Thousands of other plastic products, such as bottles for drinks and bags of chips, aren't covered by the ban.

But the federal government has set targets for manufacturers to be responsible for recycling or disposing of them after their use.

India said the banned items were identified while keeping in mind the availability of alternatives: bamboo spoons, plantain trays, and wooden ice-cream sticks.

It was announced a year ago, which gave people time to prepare, Satish Sinha, associate director of Toxics Link, a New Delhi-based NGO that focuses on waste management, told the ABC.

Most plastic cannot be recycled, only downgraded, and it's often incinerated or used as fuel.

Plastics are worth three to four times as much for fuel than as scrap.

Will people follow the rules?

State and city authorities will be responsible for enforcing the ban. (AP: Mahesh Kumar A.)

Some experts believe that enforcing the ban might be difficult, despite the volume of littered plastic goods that eventually choke drains, rivers and oceans and also kill animals.

Around half of India's regions have already sought to impose their own regulations,  which have been successful "to varying degrees", Mr Sinha said.

In 2018, a ban on disposable plastics in New Delhi had only limited impact "because of poor enforcement," a UN report found.

This time, authorities have promised to crack down hard and while the ban is national, enforcement of the law will be up to states and city municipal bodies.

"I think that the state governments will take it seriously," Mr Sinha said.

"People across the board have been raising these issues and the state governments know that this is a problem."

Mr Sinha thinks most people will follow the new rules.

"The alternates are available, people are willing to change," he said.

"I think people by and large are quite fine with this ban."

The government has decided to set up control rooms to check any illegal use, sale and distribution of the prohibited single-use plastic products.

People found flouting the ban could face large fines and even jail time.

Does the ban go far enough?

It's unclear what would be banned under the next phase of the plan, or when that would start. (AP: Altaf Qadri)

Most of the items covered under the ban were very small and of low value, meaning they were often ignored by rag pickers and waste collectors, Mr Sinha said.

The 19 prohibited items were problematic and Mr Sinha believes ending their widespread use was a decent starting point.

"This is not going to address the issue of single-use plastic but obviously this is a good step and it gives out a message to everyone that, yes, single-use plastic is a problem," he said.

"I will personally be very happy to see that there are more items added to it."

The new ban was a "definite boost," said Satyarupa Shekhar, the Asia-Pacific coordinator of the advocacy group Break Free from Plastic.

But she also wanted it to go further.

"Given the magnitude of the plastic crisis, this is too little.
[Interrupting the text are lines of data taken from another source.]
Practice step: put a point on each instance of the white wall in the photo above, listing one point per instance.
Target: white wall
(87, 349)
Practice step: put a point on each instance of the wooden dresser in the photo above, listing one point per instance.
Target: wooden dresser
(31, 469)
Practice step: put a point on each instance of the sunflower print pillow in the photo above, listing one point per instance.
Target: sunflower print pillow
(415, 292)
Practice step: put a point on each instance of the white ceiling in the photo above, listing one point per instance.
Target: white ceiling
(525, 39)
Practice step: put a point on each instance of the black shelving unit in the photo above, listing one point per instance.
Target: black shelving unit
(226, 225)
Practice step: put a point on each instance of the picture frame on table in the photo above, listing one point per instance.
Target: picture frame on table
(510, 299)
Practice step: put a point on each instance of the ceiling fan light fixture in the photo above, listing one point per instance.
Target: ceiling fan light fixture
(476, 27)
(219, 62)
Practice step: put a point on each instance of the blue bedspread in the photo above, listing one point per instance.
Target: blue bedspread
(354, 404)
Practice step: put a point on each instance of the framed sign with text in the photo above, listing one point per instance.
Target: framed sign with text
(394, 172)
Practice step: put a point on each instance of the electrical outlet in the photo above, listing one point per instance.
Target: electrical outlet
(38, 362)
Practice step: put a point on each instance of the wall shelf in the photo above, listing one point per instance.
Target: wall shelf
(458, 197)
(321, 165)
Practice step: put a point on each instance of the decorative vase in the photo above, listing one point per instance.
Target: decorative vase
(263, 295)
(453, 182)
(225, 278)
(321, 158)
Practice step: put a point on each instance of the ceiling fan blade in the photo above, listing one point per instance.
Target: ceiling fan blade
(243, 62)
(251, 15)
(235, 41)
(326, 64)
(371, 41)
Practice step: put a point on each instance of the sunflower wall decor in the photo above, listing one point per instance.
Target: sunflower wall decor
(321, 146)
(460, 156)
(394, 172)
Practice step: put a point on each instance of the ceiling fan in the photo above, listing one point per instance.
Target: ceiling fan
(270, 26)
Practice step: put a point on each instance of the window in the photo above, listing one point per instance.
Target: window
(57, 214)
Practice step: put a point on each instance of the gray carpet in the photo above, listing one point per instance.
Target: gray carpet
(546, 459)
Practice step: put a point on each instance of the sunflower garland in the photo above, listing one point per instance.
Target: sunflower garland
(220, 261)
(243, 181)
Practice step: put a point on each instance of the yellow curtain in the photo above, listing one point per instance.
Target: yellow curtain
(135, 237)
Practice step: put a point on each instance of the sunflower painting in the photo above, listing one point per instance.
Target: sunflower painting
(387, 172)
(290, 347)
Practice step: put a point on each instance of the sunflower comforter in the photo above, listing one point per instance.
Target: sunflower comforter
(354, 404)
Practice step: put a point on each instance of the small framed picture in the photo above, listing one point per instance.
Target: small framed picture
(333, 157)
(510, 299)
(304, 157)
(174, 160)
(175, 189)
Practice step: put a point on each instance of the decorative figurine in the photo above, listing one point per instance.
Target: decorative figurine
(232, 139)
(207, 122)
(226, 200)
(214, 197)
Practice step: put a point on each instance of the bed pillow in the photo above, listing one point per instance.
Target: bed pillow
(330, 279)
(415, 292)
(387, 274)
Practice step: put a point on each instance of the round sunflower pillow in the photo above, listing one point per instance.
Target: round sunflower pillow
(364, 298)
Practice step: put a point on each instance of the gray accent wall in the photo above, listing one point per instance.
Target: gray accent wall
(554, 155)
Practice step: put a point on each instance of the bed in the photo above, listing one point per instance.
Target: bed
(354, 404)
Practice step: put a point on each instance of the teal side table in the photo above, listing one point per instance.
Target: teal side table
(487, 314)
And it's too little both in its scope as well as the coverage," Ms Shekhar said.

As yet, there has not been any announcement from the government about when the next phase of the ban would begin and what items it would prohibit.

Industry groups tried to stall ban

Plastic manufacturers, food, beverage and consumer goods companies had appealed to the government to delay the ban, citing inflation and potential job losses.

People are being encouraged to use more eco-friendly products. (AP: Altaf Qadri)

But India's federal Environment Minister Bhupender Yadav said the ban had been in the pipeline for a year.

"Now that time is up," he said.

Firms in the plastics industry, which employs millions of people, said alternatives were expensive.

Jigish N. Doshi, president of industry group Plastindia Foundation, expects "temporary" job losses but said the bigger issue was firms "which had invested huge capital for machines that may not be useful" after the ban.

Comment has been sought from the Indian government.